Updated: Feb 15
The insurance marketplace is unpredictable and can experience cycles of soft and hard markets. Do you have the right approach for your risk management?
Preparing for an Insurance Hard Market
With the insurance marketplace, availability, terms, and pricing of commercial insurance are subject to cyclical fluctuations, and as we know, in a soft market, we enjoy stable or decreasing premiums, broader coverage terms, and more competition among carriers. Unfortunately, it is time to brace and prepare for the rare and unpredictable hard market, often caused by a combination of catastrophic losses, inconsistent underwriting profits, mixed investment returns, economic factors, inflation, and reinsurance costs. Subsequent effects are rising insurance premiums and shrinking coverage capacity, making it difficult to afford adequate protection.
Troublesome Trends in 2023
To further exacerbate the difficulties of navigating a hard market, businesses should prepare for potential labor shortages, supply chain disruptions, and inflation issues. Labor shortages have affected productivity and safety in many industries, and businesses have had to adjust their hiring and retention strategies to address the issue.
Supply chain disruptions continue to impact manufacturing, construction, and retail, creating a need for new technologies, contingency plans, prioritization of US-based supply chains, and eco-friendly options to mitigate potential disruptions. Economic experts predict a potential recession in the next six to nine months, making it pertinent to have established financial plans, scaled-back operations, managed debt, and secured financial protection.
Furthermore, social inflation and extreme weather events could also drive up costs and cause significant losses for businesses, resulting in the need to adopt innovative solutions to keep up with climate-related losses. And along with that, geopolitical friction, such as the Russia-Ukraine conflict, can cause disruptions in international trade, leading to surging fuel and energy costs and worsening already challenging supply chain issues.
We’ve Got You
To prepare and position for a hard market, you should not only appreciate falling insurance costs, but also take action to address exposures and expand coverages. Being proactive presents an opportunity to position your business for the best situation down the road:
1. Increase Coverage While You Can
A hard market is characterized by a decrease in risk appetite by insurance carriers, while during a soft market, insurers are competing for your business.

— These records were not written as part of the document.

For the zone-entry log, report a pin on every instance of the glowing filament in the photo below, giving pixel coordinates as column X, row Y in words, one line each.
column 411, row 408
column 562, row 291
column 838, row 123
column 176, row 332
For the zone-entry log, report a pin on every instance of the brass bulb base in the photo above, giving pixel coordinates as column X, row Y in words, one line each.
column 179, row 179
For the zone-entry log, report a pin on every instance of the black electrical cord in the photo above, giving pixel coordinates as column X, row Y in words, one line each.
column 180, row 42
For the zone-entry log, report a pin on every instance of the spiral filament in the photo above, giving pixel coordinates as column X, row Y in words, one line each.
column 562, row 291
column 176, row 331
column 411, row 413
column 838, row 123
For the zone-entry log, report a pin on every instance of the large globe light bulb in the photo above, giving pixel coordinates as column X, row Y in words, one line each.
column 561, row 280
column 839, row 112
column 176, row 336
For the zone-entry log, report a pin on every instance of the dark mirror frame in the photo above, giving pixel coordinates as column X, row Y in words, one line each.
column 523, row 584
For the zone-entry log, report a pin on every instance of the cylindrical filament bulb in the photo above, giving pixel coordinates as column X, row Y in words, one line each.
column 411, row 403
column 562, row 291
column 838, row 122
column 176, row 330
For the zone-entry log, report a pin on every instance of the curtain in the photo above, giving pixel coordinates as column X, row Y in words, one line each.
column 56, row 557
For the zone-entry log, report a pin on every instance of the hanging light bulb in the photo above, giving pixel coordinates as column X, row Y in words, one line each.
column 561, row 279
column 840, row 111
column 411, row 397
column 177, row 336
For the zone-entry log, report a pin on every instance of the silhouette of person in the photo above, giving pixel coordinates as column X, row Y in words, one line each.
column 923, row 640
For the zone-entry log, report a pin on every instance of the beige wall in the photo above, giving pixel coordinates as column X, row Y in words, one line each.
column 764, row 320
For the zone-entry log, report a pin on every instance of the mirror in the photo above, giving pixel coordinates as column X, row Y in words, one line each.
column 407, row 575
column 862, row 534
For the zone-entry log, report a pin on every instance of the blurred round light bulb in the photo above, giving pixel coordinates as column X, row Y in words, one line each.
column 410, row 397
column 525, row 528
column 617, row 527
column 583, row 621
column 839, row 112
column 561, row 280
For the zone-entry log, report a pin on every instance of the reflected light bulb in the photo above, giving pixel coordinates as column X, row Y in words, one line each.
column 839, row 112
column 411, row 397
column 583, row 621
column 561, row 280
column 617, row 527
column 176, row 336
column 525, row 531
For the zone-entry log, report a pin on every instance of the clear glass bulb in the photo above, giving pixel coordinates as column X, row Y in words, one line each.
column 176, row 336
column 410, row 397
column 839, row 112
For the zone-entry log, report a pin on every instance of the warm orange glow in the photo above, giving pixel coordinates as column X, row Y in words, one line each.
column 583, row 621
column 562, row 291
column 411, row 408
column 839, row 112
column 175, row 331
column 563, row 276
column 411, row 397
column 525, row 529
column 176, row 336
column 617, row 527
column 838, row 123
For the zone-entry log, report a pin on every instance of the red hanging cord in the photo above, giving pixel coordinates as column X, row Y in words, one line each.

As the market turns, you'll be competing for coverage, so it's best to get out ahead of the hard market to increase your excess coverage while prices are low.
By doing so, you can improve your negotiating leverage down the road and be better off.
This means you can likely retain existing coverage in a climate of sharply rising prices or give up some coverage in exchange for a price decrease.
2. Explore the Possibility of Program Restructuring
In some cases, underwriters are willing to write multi-year policies.
Many risk managers have used this tactic to secure terms and coverage while avoiding costly price increases.
3. Invest Savings in Loss Control Measures, Safety Management, and Capital Improvements
The decreasing cost of insurance premiums provides a unique opportunity to invest in savings.
These investments will help achieve additional savings in the long run and will be more attractive to underwriters with strict coverage requirements.
Be Ready for the Changes
It is paramount to be prepared for the changes that come with a hard market. An integrated approach involving both insurance purchasing and risk management will allow for this. Structure insurance programs for maximum benefit, as some lines of coverage may become too expensive.
For example, if supply chain insurance is no longer affordable, increasing an alternative line of coverage to accommodate your overall risk appetite may be a good idea to compensate for the risk of a supply chain interruption. And lastly, remember what's important: while price is a factor, so is evaluating the whole insurance experience, including level of service and support. Proactively address risk and manage exposures to prepare for a hardening market.